Imaging protocols

Three types of coronary stents of different metal composition: Cobalt-Chromium (Stent1), Platinum (Pt)-Chromium (Stent2), and Stainless steel with gold (Au) markers (Stent3) (see Table 4) were imaged using the SPCCT prototype, the IQon and the B64 systems in vitro, and the SPCCT and the B64 in vivo, all with 120 kVp and 100 mAs tube settings. IQon and SPCCT have same tube filtration while B64 has additional Ti filter resulting with 25–30% lower dose.

Description of the three types of coronary stents used in the study.

Tsunami Gold

(Terumo Europe NV)

On the B64 and IQon, the acquisitions were performed in spiral mode using 64 × 0.625 mm collimation, gantry rotation time of 1 second, pitch of 0.56, and a large focal spot on the X-ray tube (standard resolution mode). On the SPCCT, the acquisitions were performed in axial step and shoot mode with 9 × 0.274 mm collimation, rotation time of 1 second and with small focal spot on the X-ray tube (high Resolution mode) to benefit from the potential spatial resolution improvement allowed by the small detector size.

The reconstructed FOV and voxel size were: 160 mm and 0.2 × 0.2 in plane pixel size and slice thickness of 0.25 mm on SPCCT using a “detailed” filter; and 154 mm and 0.2 × 0.2 in plane pixel size, effective slice thickness of 0.67 mm and increment of 0.33 mm on IQon and B64, using the YA sharp recon kernel. For the SPCCT the photon counting thresholds were adjusted to allow for simultaneous detection of iodinated contrast material and platinum K-edge.

Reconstructions of SPCCT acquired data were performed using maximum-likelihood processing method of counting data to compute several basis material sinograms (water, Iodine, and Platinum)²⁷. The individual sinograms are then reconstructed to obtain conventional HU images, water and Iodine material density maps and Platinum specific K-edge images.

The stents were deployed inside individual plastic tubes (internal lumen diameter of 3.5 mm). Presence of calcification was simulated by using a mixture of Calcium Phosphate powder (25%), flour (45%), and water (30%). Small spheres (1–2 mm in diameter) were obtained from the mixture and allowed to dry for 24 hours and were then placed inside the plastic tubes before stent deployment. To assess the impact of the presence of vascular contrast agents on stent imaging, tubes were subsequently filled with water and with a standard iodinated contrast agent (a concentration of ~11 mg/ml of elemental iodine (I)). The entire length of the stents was imaged for each type of filling on the three systems.

This study was approved by the local Institutional Animal Care and Use Committee (Council Directive No. 2010/63/UE on the protection of animals used for a scientific purpose) under the authorization n° APAFIS#1732-2015091411181645v3 and performed under relevant guidelines and regulations.

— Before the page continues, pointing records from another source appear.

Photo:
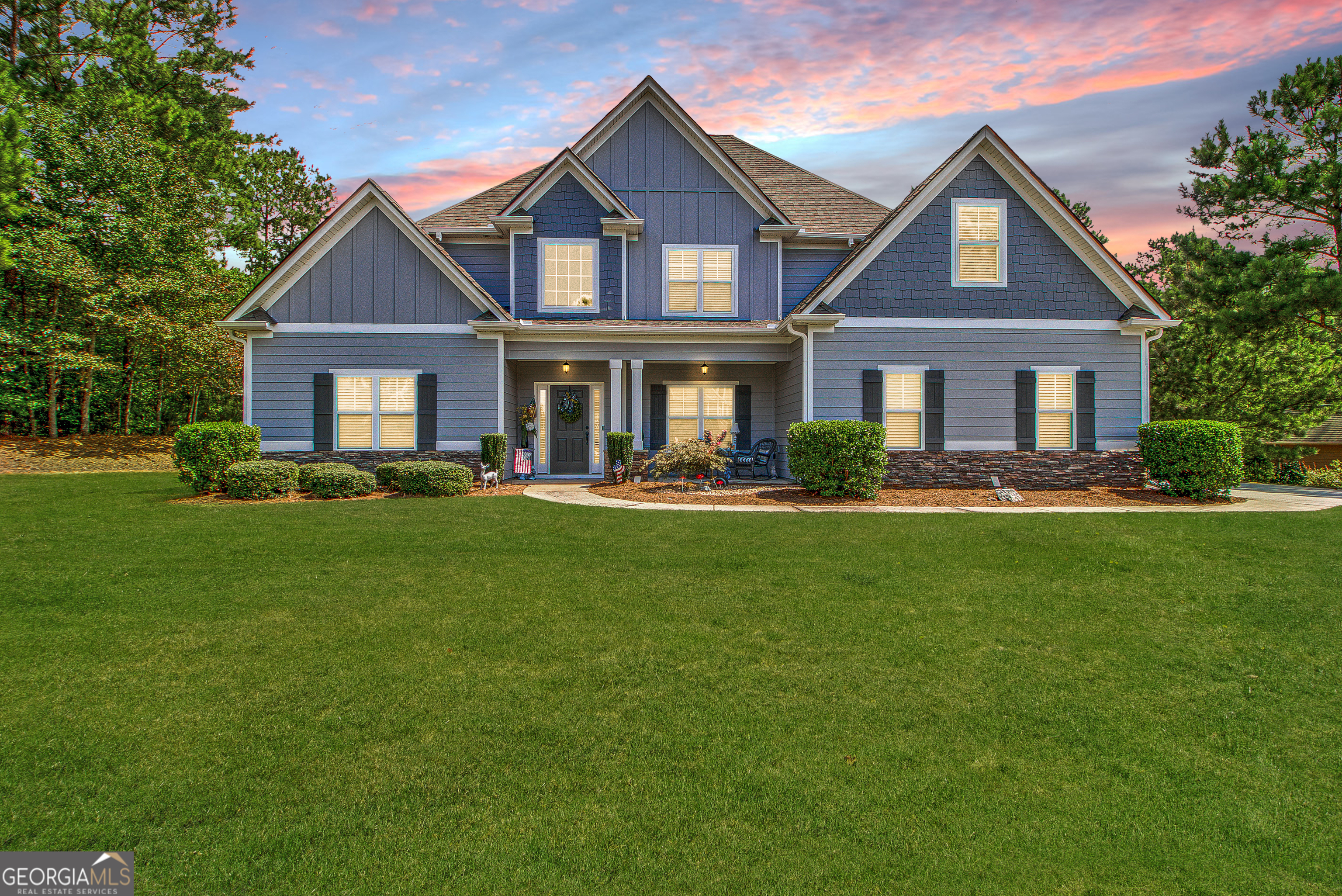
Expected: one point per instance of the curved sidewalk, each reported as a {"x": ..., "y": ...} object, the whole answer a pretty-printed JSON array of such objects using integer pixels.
[{"x": 1256, "y": 498}]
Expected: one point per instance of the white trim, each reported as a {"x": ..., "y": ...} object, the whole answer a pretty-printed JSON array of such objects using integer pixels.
[
  {"x": 979, "y": 324},
  {"x": 1000, "y": 242},
  {"x": 541, "y": 308},
  {"x": 363, "y": 372},
  {"x": 666, "y": 280},
  {"x": 376, "y": 328}
]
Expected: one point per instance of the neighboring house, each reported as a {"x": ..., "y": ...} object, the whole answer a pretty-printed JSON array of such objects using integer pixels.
[
  {"x": 677, "y": 282},
  {"x": 1326, "y": 438}
]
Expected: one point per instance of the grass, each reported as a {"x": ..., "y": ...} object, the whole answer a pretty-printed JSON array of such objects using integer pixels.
[{"x": 509, "y": 695}]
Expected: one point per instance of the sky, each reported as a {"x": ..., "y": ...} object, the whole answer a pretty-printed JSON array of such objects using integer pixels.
[{"x": 438, "y": 100}]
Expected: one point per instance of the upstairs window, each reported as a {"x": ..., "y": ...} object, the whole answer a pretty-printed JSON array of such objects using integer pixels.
[
  {"x": 568, "y": 275},
  {"x": 980, "y": 245},
  {"x": 700, "y": 280},
  {"x": 375, "y": 412}
]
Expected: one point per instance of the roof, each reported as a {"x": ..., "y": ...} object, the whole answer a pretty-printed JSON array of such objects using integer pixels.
[
  {"x": 1326, "y": 434},
  {"x": 477, "y": 210},
  {"x": 811, "y": 202}
]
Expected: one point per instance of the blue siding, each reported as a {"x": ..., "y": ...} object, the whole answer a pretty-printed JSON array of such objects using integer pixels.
[
  {"x": 488, "y": 263},
  {"x": 1045, "y": 278},
  {"x": 682, "y": 199},
  {"x": 804, "y": 269},
  {"x": 374, "y": 274},
  {"x": 568, "y": 211}
]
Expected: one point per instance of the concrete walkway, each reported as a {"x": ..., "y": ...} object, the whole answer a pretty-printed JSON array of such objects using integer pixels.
[{"x": 1258, "y": 498}]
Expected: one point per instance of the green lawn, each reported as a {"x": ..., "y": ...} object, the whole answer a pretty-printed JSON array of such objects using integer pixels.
[{"x": 508, "y": 695}]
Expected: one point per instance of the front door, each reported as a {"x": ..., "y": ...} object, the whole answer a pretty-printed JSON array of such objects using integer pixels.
[{"x": 571, "y": 446}]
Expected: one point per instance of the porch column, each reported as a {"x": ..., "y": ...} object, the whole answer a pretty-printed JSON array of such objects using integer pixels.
[
  {"x": 636, "y": 401},
  {"x": 616, "y": 395}
]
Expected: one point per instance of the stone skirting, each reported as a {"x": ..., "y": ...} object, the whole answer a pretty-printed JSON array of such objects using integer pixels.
[
  {"x": 1015, "y": 469},
  {"x": 370, "y": 460}
]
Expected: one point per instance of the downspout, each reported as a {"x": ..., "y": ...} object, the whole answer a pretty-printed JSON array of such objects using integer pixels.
[{"x": 806, "y": 372}]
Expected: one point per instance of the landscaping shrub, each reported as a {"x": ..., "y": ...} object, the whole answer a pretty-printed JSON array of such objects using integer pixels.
[
  {"x": 388, "y": 474},
  {"x": 838, "y": 458},
  {"x": 1328, "y": 477},
  {"x": 1196, "y": 458},
  {"x": 434, "y": 478},
  {"x": 262, "y": 479},
  {"x": 495, "y": 451},
  {"x": 204, "y": 451},
  {"x": 337, "y": 481}
]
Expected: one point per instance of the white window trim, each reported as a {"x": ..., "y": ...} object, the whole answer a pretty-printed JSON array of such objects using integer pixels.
[
  {"x": 955, "y": 243},
  {"x": 540, "y": 277},
  {"x": 923, "y": 403},
  {"x": 666, "y": 281},
  {"x": 1070, "y": 372},
  {"x": 377, "y": 407}
]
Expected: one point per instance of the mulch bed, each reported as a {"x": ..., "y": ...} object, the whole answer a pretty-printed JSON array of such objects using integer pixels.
[
  {"x": 764, "y": 495},
  {"x": 85, "y": 454}
]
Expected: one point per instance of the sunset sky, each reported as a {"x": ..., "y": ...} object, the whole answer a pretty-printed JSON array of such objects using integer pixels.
[{"x": 439, "y": 100}]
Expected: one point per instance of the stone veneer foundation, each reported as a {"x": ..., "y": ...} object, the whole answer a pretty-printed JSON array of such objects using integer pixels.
[{"x": 1015, "y": 469}]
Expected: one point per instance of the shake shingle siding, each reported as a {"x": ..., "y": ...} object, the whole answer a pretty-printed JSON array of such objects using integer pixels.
[
  {"x": 982, "y": 375},
  {"x": 284, "y": 367},
  {"x": 374, "y": 274},
  {"x": 912, "y": 278}
]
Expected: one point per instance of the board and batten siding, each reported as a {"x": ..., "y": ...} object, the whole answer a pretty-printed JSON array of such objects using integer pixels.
[
  {"x": 374, "y": 274},
  {"x": 982, "y": 376},
  {"x": 1045, "y": 278},
  {"x": 684, "y": 201},
  {"x": 488, "y": 263},
  {"x": 284, "y": 367}
]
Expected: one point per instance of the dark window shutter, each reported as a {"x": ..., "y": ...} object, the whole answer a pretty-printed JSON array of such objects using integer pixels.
[
  {"x": 658, "y": 416},
  {"x": 744, "y": 418},
  {"x": 1086, "y": 409},
  {"x": 324, "y": 412},
  {"x": 934, "y": 411},
  {"x": 1026, "y": 405},
  {"x": 426, "y": 418},
  {"x": 873, "y": 396}
]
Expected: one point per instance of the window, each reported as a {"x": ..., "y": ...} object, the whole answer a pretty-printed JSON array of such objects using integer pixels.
[
  {"x": 903, "y": 409},
  {"x": 980, "y": 245},
  {"x": 694, "y": 411},
  {"x": 1055, "y": 411},
  {"x": 568, "y": 274},
  {"x": 701, "y": 280},
  {"x": 386, "y": 423}
]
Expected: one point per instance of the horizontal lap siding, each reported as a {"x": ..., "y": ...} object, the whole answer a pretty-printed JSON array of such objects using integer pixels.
[
  {"x": 375, "y": 274},
  {"x": 284, "y": 368},
  {"x": 980, "y": 374}
]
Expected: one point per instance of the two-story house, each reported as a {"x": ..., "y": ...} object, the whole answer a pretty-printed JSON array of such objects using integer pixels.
[{"x": 668, "y": 282}]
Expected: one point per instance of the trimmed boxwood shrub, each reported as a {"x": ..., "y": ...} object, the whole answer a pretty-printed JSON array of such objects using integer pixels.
[
  {"x": 262, "y": 479},
  {"x": 495, "y": 451},
  {"x": 204, "y": 451},
  {"x": 838, "y": 458},
  {"x": 337, "y": 481},
  {"x": 1196, "y": 458},
  {"x": 388, "y": 474},
  {"x": 435, "y": 478}
]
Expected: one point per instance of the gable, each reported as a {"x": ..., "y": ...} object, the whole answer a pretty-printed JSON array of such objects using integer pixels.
[
  {"x": 1045, "y": 277},
  {"x": 374, "y": 274}
]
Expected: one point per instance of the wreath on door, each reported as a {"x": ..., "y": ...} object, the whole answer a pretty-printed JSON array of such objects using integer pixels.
[{"x": 570, "y": 407}]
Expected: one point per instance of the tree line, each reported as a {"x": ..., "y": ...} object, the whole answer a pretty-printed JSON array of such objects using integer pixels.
[{"x": 124, "y": 183}]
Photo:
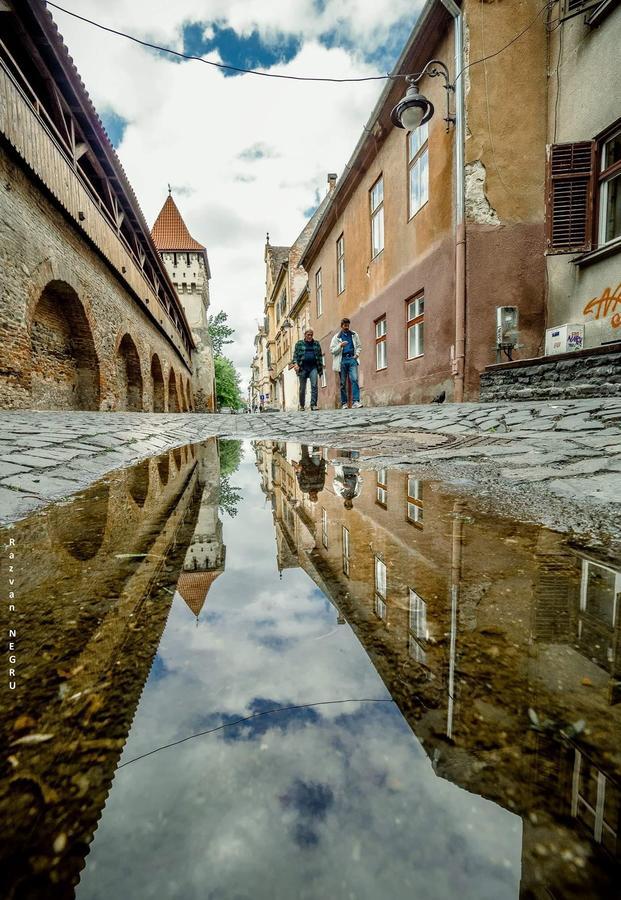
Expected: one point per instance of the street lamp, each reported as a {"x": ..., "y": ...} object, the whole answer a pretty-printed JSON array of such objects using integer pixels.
[{"x": 415, "y": 109}]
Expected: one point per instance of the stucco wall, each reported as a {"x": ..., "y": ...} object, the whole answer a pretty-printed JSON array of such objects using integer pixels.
[
  {"x": 584, "y": 100},
  {"x": 38, "y": 246}
]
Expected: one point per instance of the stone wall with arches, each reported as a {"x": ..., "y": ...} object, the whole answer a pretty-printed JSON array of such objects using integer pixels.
[{"x": 73, "y": 337}]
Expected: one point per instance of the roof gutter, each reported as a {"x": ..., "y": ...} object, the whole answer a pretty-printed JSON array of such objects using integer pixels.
[{"x": 459, "y": 349}]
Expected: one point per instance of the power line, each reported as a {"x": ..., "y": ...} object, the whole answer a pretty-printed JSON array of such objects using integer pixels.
[
  {"x": 210, "y": 62},
  {"x": 217, "y": 65},
  {"x": 265, "y": 712}
]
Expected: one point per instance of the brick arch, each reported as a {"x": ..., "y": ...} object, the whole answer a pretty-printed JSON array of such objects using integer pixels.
[
  {"x": 173, "y": 396},
  {"x": 129, "y": 387},
  {"x": 157, "y": 380},
  {"x": 64, "y": 365}
]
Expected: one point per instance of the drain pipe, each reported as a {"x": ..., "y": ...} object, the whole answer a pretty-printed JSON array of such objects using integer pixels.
[{"x": 459, "y": 349}]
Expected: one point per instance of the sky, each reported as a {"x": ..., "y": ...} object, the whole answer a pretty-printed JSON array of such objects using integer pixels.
[{"x": 245, "y": 155}]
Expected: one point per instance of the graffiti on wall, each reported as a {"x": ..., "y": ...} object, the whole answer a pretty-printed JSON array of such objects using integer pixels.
[{"x": 607, "y": 304}]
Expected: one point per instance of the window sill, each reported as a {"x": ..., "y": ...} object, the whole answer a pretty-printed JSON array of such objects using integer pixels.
[{"x": 593, "y": 256}]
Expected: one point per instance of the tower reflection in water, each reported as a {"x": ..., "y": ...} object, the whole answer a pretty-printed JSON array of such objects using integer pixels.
[
  {"x": 94, "y": 582},
  {"x": 499, "y": 641}
]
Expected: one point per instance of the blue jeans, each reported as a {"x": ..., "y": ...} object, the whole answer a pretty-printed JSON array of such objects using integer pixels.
[
  {"x": 303, "y": 376},
  {"x": 349, "y": 367}
]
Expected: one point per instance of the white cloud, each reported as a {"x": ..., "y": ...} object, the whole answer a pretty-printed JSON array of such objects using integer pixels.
[{"x": 189, "y": 125}]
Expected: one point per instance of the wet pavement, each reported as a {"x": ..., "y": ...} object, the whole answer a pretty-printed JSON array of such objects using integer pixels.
[{"x": 266, "y": 671}]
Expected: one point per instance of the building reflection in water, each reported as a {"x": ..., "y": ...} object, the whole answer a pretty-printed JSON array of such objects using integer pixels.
[
  {"x": 498, "y": 641},
  {"x": 94, "y": 581}
]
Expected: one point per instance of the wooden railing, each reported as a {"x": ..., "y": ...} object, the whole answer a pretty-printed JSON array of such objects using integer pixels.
[{"x": 31, "y": 132}]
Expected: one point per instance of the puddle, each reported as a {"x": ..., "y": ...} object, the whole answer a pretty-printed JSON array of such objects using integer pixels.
[{"x": 258, "y": 671}]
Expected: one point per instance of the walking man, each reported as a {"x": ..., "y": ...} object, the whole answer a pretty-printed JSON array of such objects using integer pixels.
[
  {"x": 345, "y": 349},
  {"x": 308, "y": 364}
]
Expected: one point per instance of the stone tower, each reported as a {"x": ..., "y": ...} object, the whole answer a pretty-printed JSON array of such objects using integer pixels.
[{"x": 188, "y": 267}]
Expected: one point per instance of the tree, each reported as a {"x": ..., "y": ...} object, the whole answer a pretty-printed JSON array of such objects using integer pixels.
[
  {"x": 231, "y": 453},
  {"x": 219, "y": 332},
  {"x": 228, "y": 387}
]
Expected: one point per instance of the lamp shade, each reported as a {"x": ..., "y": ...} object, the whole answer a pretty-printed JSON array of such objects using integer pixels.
[{"x": 412, "y": 110}]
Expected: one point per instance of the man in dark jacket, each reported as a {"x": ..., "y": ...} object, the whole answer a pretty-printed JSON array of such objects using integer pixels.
[{"x": 308, "y": 363}]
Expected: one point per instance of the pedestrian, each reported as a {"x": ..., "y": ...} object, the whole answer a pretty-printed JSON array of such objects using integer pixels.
[
  {"x": 311, "y": 472},
  {"x": 345, "y": 349},
  {"x": 347, "y": 483},
  {"x": 308, "y": 364}
]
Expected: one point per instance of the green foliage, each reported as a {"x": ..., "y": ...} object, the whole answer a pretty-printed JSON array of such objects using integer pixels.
[
  {"x": 231, "y": 453},
  {"x": 228, "y": 387},
  {"x": 219, "y": 332}
]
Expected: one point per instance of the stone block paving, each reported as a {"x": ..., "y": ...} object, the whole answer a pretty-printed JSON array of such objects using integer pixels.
[{"x": 569, "y": 450}]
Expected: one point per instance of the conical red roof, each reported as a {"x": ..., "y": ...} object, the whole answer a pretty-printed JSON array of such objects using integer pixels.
[{"x": 170, "y": 231}]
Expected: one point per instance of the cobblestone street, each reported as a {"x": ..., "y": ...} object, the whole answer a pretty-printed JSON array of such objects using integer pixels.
[{"x": 558, "y": 463}]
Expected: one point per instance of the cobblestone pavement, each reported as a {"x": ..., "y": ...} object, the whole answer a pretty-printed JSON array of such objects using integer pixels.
[{"x": 557, "y": 462}]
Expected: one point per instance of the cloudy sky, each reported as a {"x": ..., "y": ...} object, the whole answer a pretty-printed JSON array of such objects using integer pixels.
[{"x": 245, "y": 155}]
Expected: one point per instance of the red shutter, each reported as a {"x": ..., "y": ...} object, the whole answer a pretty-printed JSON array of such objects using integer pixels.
[{"x": 569, "y": 197}]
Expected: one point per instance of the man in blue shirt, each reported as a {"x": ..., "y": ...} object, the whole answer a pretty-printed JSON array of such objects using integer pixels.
[{"x": 345, "y": 349}]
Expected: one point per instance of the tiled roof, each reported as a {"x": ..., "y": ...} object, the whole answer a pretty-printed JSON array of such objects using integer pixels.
[
  {"x": 194, "y": 587},
  {"x": 170, "y": 231}
]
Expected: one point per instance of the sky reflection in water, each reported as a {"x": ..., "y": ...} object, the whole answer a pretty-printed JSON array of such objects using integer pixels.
[{"x": 329, "y": 801}]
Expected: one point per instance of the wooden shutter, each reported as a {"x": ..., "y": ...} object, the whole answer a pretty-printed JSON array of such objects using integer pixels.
[{"x": 569, "y": 197}]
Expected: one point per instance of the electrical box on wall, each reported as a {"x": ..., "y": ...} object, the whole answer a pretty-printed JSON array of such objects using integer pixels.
[
  {"x": 564, "y": 339},
  {"x": 507, "y": 318}
]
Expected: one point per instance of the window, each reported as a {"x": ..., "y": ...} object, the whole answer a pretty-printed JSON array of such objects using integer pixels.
[
  {"x": 340, "y": 264},
  {"x": 377, "y": 217},
  {"x": 415, "y": 327},
  {"x": 346, "y": 550},
  {"x": 414, "y": 501},
  {"x": 418, "y": 616},
  {"x": 569, "y": 197},
  {"x": 380, "y": 344},
  {"x": 381, "y": 488},
  {"x": 418, "y": 168},
  {"x": 318, "y": 292},
  {"x": 610, "y": 188},
  {"x": 380, "y": 589}
]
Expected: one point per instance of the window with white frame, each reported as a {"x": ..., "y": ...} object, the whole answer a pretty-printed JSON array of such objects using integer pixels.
[
  {"x": 610, "y": 188},
  {"x": 340, "y": 264},
  {"x": 414, "y": 501},
  {"x": 418, "y": 168},
  {"x": 380, "y": 588},
  {"x": 415, "y": 326},
  {"x": 346, "y": 550},
  {"x": 377, "y": 216},
  {"x": 381, "y": 487},
  {"x": 318, "y": 292},
  {"x": 324, "y": 528},
  {"x": 418, "y": 616},
  {"x": 381, "y": 361}
]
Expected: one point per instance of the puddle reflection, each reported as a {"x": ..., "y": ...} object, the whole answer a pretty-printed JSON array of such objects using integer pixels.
[{"x": 179, "y": 638}]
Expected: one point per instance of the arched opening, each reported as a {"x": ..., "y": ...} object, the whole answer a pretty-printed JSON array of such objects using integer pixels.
[
  {"x": 82, "y": 534},
  {"x": 173, "y": 399},
  {"x": 128, "y": 376},
  {"x": 65, "y": 371},
  {"x": 157, "y": 377},
  {"x": 139, "y": 483}
]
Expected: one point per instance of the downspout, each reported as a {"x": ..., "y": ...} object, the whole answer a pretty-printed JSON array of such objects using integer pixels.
[{"x": 459, "y": 352}]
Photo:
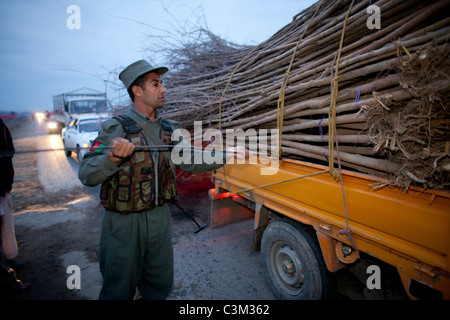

Similar stents were sequentially deployed in the abdominal aorta of one New Zealand White rabbit (NZW, male, 3.2 kg) while under full anesthesia achieved with an intramuscular injection of medetomidine (0.4 mg/kg) and ketamine (20 mg/kg). An incision was performed at the level of the left hind paw to reach the iliac artery. The guidewire supporting the stent was then inserted in the artery up to the abdominal aorta at the level of the diaphragm and the first stent was deployed, followed by the other two stents. Stent placement was verified by DSA. During the procedure, the animal’s heart rate and oxygen saturation was monitored. At the end of the procedure the incision was sutured and anti-inflammatory cream was applied locally and the animal was allowed to recover for 2 weeks before the first imaging session.

The animal underwent two imaging sessions, one on SPCCT and one on B64. On SPCCT, cross-sectional views of each stent were acquired before and after manual intravenous injection of a standard iodinated contrast agent (400 mg/ml of elemental I, IOMERON, Bracco, Italy). The three stents were imaged individually, each one approximately 5 seconds after the administration of 5 ml of IOMERON, equivalent to a high clinical dose of 1.6 ml/kg, with at least a 5 minute interval between the injections, to allow the blood concentration of iodine to decrease. On B64, one injection of 5 ml was performed and the entire length of the abdominal aorta was imaged approximately 5 seconds after the manual injection.